ERROR: Value mismatch

Example:
<3 x i32> %x = < #x0000ffff (65535), #x00010000 (65536), #x08000000 (134217728)
>
<3 x i32> %replacement_low = < *, #x00000000 (0), * >
<3 x i32> %replacement_high = < *, #x00001000 (4096), #x0000ffff (65535) >

Source:
<3 x i1> %t0 = < #x1 (1), #x1 (1), #x0 (0) >
<3 x i32> %t1 = < *, #x00000000 (0), #x0000ffff (65535) >
<3 x i1> %t2 = < #x1 (1), undef, #x0 (0) >
<3 x i32> %r = < #x0000ffff (65535), #x00000000 (0)     [based on undef value],
#x0000ffff (65535) >

Target:
<3 x i1> %1 = < #x0 (0), #x0 (0), #x0 (0) >
<3 x i1> %2 = < #x0 (0), #x1 (1), #x1 (1) >
<3 x i32> %3 = < #x0000ffff (65535), #x00010000 (65536), #x08000000 (134217728)
>
<3 x i32> %r = < #x0000ffff (65535), #x00001000 (4096), #x0000ffff (65535) >
Source value: < #x0000ffff (65535), #x00000000 (0), #x0000ffff (65535) >
Target value: < #x0000ffff (65535), #x00001000 (4096), #x0000ffff (65535) >

https://web.ist.utl.pt/nuno.lopes/alive2/index.php?hash=72296a443c683892&test=Transforms%2FInstCombine%2Fcanonicalize-clamp-like-pattern-between-zero-and-positive-threshold.ll
Quuxplusone commented 4 years ago
Hmm.
But then why @t19_ult_slt_vec_undef2 is fine?
There undef's could be 65537 and 65536, and we'd have the same issue?
Quuxplusone commented 4 years ago
(In reply to Roman Lebedev from comment #1)
> Hmm.
> But then why @t19_ult_slt_vec_undef2 is fine?
@t21_ult_slt_vec_undef2 that is of course.

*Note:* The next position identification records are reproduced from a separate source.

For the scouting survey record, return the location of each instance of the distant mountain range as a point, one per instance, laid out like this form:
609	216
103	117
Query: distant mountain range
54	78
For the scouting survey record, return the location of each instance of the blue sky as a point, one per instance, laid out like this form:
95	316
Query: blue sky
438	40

> There undef's could be 65537 and 65536, and we'd have the same issue?
Quuxplusone commented 4 years ago
Hi,

It is because the transformation is fine if we can choose a value for undef in
source that explains it.
We can choose the two undefs to be 65536 and 65536, and then the transformation
is correct, so it is okay.

Another example:

// you can assume that y is poison, because undef can be chosen to be NaN.
y = fadd nnan x, undef
use(y)
=>
use(poison)

On the contrary, if the target has undef, it becomes tough.